疑惑のボーリング報告書を作った「教育施設研究所」に文科省OB天下り

 総工費82億円の高円寺小中一貫校計画をめぐり、文科省建築指針で「高層」とすべきところを「中低層」と偽って分析したボーリング調査報告書を作成し、基礎杭の深度を浅めに評価した疑いがもたれている(株)教育施設研究所の取締役に、指針を作った担当部である文科省文教施設企画部のOBが天下っていることがわかった。

 問題の文科省OBは岡誠一・元文教施設企画部技術参事官。同省退職後の2012年1月に独立行政法人日本スポーツ振興財団に「技術アドバイザー」として再就職、そのご株式会社教育施設研究所に入り、取締役になっている。同研究所の入社時期などは不明。

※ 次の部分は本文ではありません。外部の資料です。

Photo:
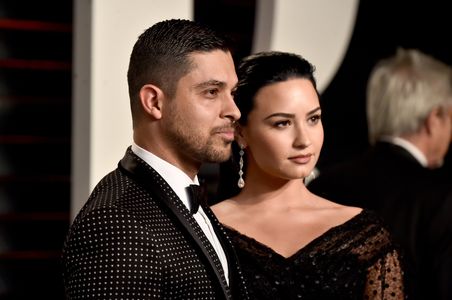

 文部科学省は取材に対して、「教育施設研究所取締役の岡誠一氏が文科省OBの岡氏と同一人物かどうかは確認できない」と述べていたが、筆者が2日、中央区の教育施設研究所を訪れて社員にただしたところ、同一人物であることを認めた。

 文教施設企画部は問題の文科省指針をつくった当の部署だ。そこの幹部が役員をやっている会社が、指針がうたう「高層」と「中低層」を読みちがえたボーリング報告を書くというのはいったいどういうことなのか。単純な「誤り」と考えるには不自然にすぎる。

 杉並区営繕課はボーリング報告の誤りを認めている。しかし、「設計会社(教育施設研究所)に訂正を求める」としただけで、同社の設計にしたがって工事を進める方針だ。公金をつかって公の施設をつくるというのに、監督する気概が感じられない。

 たとえるなら、血液検査の結果が素人目にもわかるほど明らかにまちがっているのに、「まちがっただけだ」といいながらその病院が作成した治療計画をあくまで信用して手術をするようなものである。

 子どもが減るといいながら、区は反対の声を押し切って小中一貫校計画を進めていた。当初は4階建ての予定だったとみられるが、いつのまにか6階建てに変わった。そして、なぜそれほど大きな建物がいるのかと問われたいま、「子どもが増える」といいだす始末だ。

 小中一貫はじつは不要だったのではないか、学校をつぶして建物を建てて建設業界にカネを稼がせることそのものに本当の狙いがあるのではないかーーそんな疑いを抱かざるを得ない。

 なお、白石建設らJVは1日、慎重に設計を見なおせとの住民の反対にもかかわらず強引に測量を開始、99.3%という異常に高い落札率をはじめ疑問と疑惑に満ちた計画は事実上着工した。